Wie u.a. die Kriege im Irak, in Afghanistan und die militärische Intervention in Libyen gezeigt haben, kann durch panische militärische Kurzschlussreaktionen kein Frieden geschaffen werden. Die deutsche Zivilbevölkerung hat kaum Zeit zu reagieren. Im Gegensatz zu den Kriegsvorbereitungen im Kosovokonflikt, dem Einsatz in Afghanistan und dem 3. Irakkrieg sind die kritischen Stimmen in diesem Konflikt sehr schwach.
Geht es bei dem Einsatz tatsächlich um eine Verringerung der Terrorgefahr und das Wohl der syrischen Zivilbevölkerung? Wieso wird dann nicht versucht, dem „Islamischen Staat“ die finanzielle Grundlage zu entziehen? So könnte z.B. der Ölschmuggel über die türkische Grenze bekämpft oder Waffenlieferungen an Staaten, die den IS unterstützen, unterbunden werden. Weshalb stehen nicht Maßnahmen zum Schutz der syrischen Bevölkerung an oberster Stelle?
In den vergangenen Wochen wurde immer wieder diskutiert, dass der Terror, der jetzt Paris getroffen hat, seinen Ursprung auch hier hat. Menschen, die sich im westeuropäischen Kontext radikalisieren und dem IS anschließen, zeigen auf, dass der Fokus auf militärische Interventionen im Ausland und die Logik des Krieges entscheidende Komponenten außer Acht lässt. Soziale Ausgrenzung und fehlende Lebenschancen, die bestimmte Menschen strukturell an den Rand der Gesellschaft drängen, müssen direkt hier von Seiten der europäischen Gesellschaften und ihren Regierungen als Ursache für terroristische Anschläge in Betracht gezogen und bearbeitet werden. Konfliktprävention in Deutschland und Europa ist demnach ein Faktor, der bei der aktuellen Fokussierung der Bundesregierung in Vergessenheit gerät.
Kein überstürztes militärisches Eingreifen!
Solidarität mit den Opfern der Anschläge in Paris kann nicht durch Bombardements erreicht werden. Solidarität mit Frankreich darf auch nicht bedeuten, die Lage der Zivilbevölkerung in Syrien zu verschlimmern, indem den Bündnispartnern unüberlegt in den Krieg gefolgt wird. Unter Bombardierungen leiden in erster Linie immer Zivilist_innen.
Die Fachschaften der Studiengänge für Friedens- und Konfliktforschung in Deutschland sind empört und bestürzt über die unvorbereitete und kontraproduktive militärische Reaktion Deutschlands.

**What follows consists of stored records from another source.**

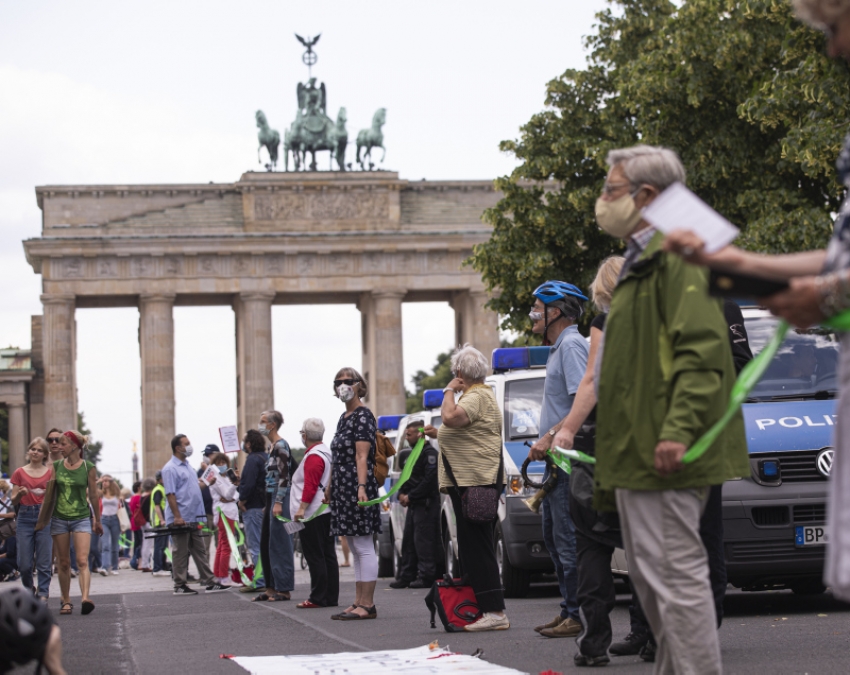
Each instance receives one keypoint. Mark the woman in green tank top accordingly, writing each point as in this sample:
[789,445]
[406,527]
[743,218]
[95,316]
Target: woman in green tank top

Wir fordern die Bundesregierung und alle Abgeordneten des Parlaments auf, keine Beschlüsse ohne eine umfassende öffentliche Debatte zu fällen und auf ein überstürztes militärisches Eingreifen in Syrien zu verzichten!
(1) und (2):
In der Originalfassung dieses Statements, so wie es alle bisherigen ZeichnerInnen unterstützt haben, war eine Einteilung der Regime in „schiitisch“ und „sunnitisch“ angegeben. Die Verfassenden wurden von IslamwissenschaftlerInnen darauf hingewiesen,dass diese enorm arbiträre Unterteilung nicht korrekt ist und eher den kriegsführenden Parteien in ihrer Logik begegnet, anstatt diese zu hinterfragen. Daher haben wir diese Elemente aus dem Statement gestrichen.